National Health and Medical Research Council Clinical Trials Centre, The University of Sydney, Sydney 2050, Australia.
Australia New Zealand Gynecological Oncology Group, Camperdown 2050, Australia.
JNCI Cancer Spectr. 2024 Nov 1;8(6). doi: 10.1093/jncics/pkae101.
Chemo-immunotherapy is standard of care for women with recurrent or advanced mismatch repair deficient endometrial carcinoma. However, it is uncertain whether patients with mismatch repair deficient advanced or recurrent endometrial carcinoma derive less benefit from chemotherapy than those with mismatch repair proficient endometrial carcinoma.
We performed a meta-analysis of randomized controlled trials (RCTs) in advanced or recurrent endometrial carcinoma to determine the difference in the benefit of chemotherapy in mismatch repair deficient vs mismatch repair proficient endometrial carcinoma.
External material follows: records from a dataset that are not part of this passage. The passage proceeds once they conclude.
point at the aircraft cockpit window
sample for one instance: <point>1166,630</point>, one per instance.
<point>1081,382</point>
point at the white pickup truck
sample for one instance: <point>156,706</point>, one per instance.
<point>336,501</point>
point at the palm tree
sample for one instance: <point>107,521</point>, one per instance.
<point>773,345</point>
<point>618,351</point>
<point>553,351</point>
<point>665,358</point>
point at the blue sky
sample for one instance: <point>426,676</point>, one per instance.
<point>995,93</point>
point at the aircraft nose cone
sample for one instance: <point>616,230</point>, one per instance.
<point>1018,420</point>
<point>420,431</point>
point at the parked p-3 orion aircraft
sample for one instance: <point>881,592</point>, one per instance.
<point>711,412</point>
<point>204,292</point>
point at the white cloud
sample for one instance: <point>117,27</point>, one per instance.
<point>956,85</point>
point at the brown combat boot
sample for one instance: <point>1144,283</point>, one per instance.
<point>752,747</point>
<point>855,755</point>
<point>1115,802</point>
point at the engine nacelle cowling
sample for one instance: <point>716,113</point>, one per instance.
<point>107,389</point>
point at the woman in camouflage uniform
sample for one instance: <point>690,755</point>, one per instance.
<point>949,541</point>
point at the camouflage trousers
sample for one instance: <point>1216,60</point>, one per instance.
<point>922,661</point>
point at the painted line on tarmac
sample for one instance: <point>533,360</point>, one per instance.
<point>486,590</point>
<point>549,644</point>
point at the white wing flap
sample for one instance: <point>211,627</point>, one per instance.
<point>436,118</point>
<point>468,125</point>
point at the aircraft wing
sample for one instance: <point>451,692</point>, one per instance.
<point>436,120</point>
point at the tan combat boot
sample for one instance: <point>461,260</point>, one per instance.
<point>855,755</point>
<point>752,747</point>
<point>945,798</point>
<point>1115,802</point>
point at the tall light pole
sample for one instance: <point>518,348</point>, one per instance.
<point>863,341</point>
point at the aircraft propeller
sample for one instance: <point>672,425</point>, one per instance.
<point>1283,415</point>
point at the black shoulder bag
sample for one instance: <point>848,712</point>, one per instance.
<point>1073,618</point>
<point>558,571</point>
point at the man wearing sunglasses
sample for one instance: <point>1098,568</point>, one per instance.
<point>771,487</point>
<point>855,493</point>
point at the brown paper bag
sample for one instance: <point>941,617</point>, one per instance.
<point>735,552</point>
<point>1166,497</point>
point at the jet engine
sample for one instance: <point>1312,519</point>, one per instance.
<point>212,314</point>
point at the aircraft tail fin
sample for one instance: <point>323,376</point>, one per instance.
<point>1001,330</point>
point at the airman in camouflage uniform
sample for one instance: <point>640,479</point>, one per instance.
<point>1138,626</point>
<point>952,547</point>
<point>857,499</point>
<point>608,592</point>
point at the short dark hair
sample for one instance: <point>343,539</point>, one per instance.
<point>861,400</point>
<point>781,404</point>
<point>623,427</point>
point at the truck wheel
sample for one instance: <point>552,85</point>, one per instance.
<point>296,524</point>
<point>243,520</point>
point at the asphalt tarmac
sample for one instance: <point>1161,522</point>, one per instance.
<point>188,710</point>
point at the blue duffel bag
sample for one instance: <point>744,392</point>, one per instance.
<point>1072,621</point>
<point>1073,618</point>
Data on chemotherapy outcomes including objective response rate, progression-free survival (PFS), and overall survival were retrieved. We pooled these data using the inverse variance method and examined subgroup difference by mismatch repair status. We also compared differences in PFS and overall survival outcomes by creating individual patient data from the Kaplan-Meier curves of trial publications for sensitivity analyses.
A total of 5 RCTs with 1137 participants (mismatch repair deficient, 26%; mismatch repair proficient, 74%) were included. All participants were treated with carboplatin-based chemotherapy. There was no difference between the mismatch repair deficient and mismatch repair proficient subgroups for objective response rate (66.5% vs 64.0%; P = .20 for subgroup difference), PFS (hazard ratio [HR] = 0.93, 95% confidence interval [CI] = 0.77 to 1.12; P = .44; median PFS = 7.6 vs 9.5 months) or overall survival (HR = 1.03, 95% CI = 0.73 to 1.44; P = .88; median overall survival = not reached vs 28.6 months).
Objective response rate, PFS, and overall survival were similar among those with mismatch repair deficient vs mismatch repair proficient endometrial cancer treated with front-line, platinum-doublet chemotherapy in RCTs. These findings reinforce the importance of combining chemotherapy together with immune checkpoint inhibitors until the results of trials comparing immune checkpoint therapy alone with combination therapy are available.
化疗免疫疗法是复发性或晚期错配修复缺陷型子宫内膜癌患者的标准治疗方法。然而,尚不确定错配修复缺陷型晚期或复发性子宫内膜癌患者从化疗中获益是否低于错配修复型子宫内膜癌患者。
我们对晚期或复发性子宫内膜癌的随机对照试验(RCT)进行了荟萃分析,以确定错配修复缺陷型与错配修复型子宫内膜癌患者化疗获益的差异。检索了化疗结局数据,包括客观缓解率、无进展生存期(PFS)和总生存期。我们使用逆方差法对这些数据进行了汇总,并按错配修复状态检查了亚组差异。我们还通过从试验出版物的 Kaplan-Meier 曲线创建个体患者数据进行敏感性分析,比较了 PFS 和总生存期结局的差异。
共有 5 项 RCT 纳入了 1137 名参与者(错配修复缺陷型,26%;错配修复型,74%)。所有参与者均接受了基于卡铂的化疗。在客观缓解率(66.5% vs 64.0%;亚组差异 P = .20)、PFS(风险比[HR] = 0.93,95%置信区间[CI] = 0.77 至 1.12;P = .44;中位 PFS = 7.6 个月 vs 9.5 个月)或总生存期(HR = 1.03,95%CI = 0.73 至 1.44;P = .88;中位总生存期=未达到 vs 28.6 个月)方面,错配修复缺陷型和错配修复型亚组之间无差异。
在 RCT 中,一线铂类双联化疗治疗的错配修复缺陷型与错配修复型子宫内膜癌患者的客观缓解率、PFS 和总生存期相似。这些发现强调了将化疗与免疫检查点抑制剂联合使用的重要性,直到比较免疫检查点单独治疗与联合治疗的试验结果可用。